A might be surprising fact mentioned several times in The TeXbook and typesetting manuals at the time of moveable types, and modern typography book such as The Elements of Typographic Style (a very good book to read for anyone want to make their own books), is, when it is not likely to typeset a paragraph in a visual appearing way, the first thing to do is ask the author to rewrite the paragraph. Only start to seek suboptimal workarounds if the author was deceased.

If write with deliberate control, even the default document class would work well. In fact, there are many published computer science texts made with the default book class (or variants) from LaTeX, without changing the default Computer Modern font, going fancy with microtype etc, and I would consider it to be a pretty solid option. Example of such books includes Algorithms for Functional Programming by John David Stone, published by Springer, Domains and Lambda-Calculi by Roberto M. Amadio and Pierre-Louis Curien, part of the Cambridge Tracts in Theoretical Computer Science series (some other books from the series also use slightly tweaked default LaTeX class.

If pushing TeX to its limit, even with the fanciest extension and packages it would fail. Page breaking and layout decisions are based more on psychology factors more than can be judge by a simple algorithm, and there is no way leave everything to LaTeX before AI technology been implanted into it.

For KOMA-Script, from a personal perspective I would say it could be a bad idea to rely on an "external package" that is rapidly changing its interface. You would learn it the hard way when trying to modify the LaTeX document years later.

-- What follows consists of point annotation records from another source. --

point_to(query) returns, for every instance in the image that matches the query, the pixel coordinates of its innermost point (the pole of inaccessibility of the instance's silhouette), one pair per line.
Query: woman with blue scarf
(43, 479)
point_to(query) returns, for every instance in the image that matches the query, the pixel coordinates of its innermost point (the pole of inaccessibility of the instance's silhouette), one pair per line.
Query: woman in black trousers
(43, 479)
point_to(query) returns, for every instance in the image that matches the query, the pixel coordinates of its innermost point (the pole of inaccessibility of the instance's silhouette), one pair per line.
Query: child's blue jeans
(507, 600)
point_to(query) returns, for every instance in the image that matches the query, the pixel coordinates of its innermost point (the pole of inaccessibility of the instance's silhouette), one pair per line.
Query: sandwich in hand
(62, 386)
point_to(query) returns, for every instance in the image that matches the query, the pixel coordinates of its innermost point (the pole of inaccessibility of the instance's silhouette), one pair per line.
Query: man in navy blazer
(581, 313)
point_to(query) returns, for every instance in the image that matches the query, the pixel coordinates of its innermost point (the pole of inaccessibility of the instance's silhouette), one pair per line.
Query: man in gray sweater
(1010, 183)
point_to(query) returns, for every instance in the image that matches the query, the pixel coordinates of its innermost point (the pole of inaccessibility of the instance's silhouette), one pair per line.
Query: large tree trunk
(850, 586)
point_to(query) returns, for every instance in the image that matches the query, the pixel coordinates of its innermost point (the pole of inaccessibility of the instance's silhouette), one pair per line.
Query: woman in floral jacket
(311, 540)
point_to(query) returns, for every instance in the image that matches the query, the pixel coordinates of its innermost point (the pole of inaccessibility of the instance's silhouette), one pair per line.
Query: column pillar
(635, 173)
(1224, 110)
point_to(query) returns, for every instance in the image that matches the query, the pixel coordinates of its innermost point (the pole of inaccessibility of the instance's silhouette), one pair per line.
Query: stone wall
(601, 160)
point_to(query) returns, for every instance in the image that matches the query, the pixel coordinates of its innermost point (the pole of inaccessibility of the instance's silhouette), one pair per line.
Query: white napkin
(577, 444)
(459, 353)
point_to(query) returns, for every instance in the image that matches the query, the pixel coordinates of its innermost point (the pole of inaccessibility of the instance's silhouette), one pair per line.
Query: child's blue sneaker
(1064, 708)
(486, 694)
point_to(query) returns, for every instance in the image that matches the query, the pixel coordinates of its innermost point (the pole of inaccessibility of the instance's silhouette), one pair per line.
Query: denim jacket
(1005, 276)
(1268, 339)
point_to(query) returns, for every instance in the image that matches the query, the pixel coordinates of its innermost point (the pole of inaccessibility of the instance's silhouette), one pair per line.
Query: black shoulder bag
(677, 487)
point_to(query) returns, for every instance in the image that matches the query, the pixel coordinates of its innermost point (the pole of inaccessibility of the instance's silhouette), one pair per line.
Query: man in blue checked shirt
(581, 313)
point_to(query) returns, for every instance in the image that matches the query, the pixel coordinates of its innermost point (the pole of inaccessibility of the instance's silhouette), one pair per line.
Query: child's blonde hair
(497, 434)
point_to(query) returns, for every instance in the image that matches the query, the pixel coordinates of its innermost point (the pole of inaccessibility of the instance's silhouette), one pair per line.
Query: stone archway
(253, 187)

I would recommend you make design decisions based on what you know you can make LaTeX work, rather than trying to implement everything told by your designer while don't understand the potential side effect of the changes. For example, microtype works by having a predefined set of configurations for a limited number of font, so you might have to tweak the parameters to make things right if a different font other than default is chosen, and it would easily be messed up if you don't have the font tweaking knowledge yourself while your designer cannot communicate the change their desire to you.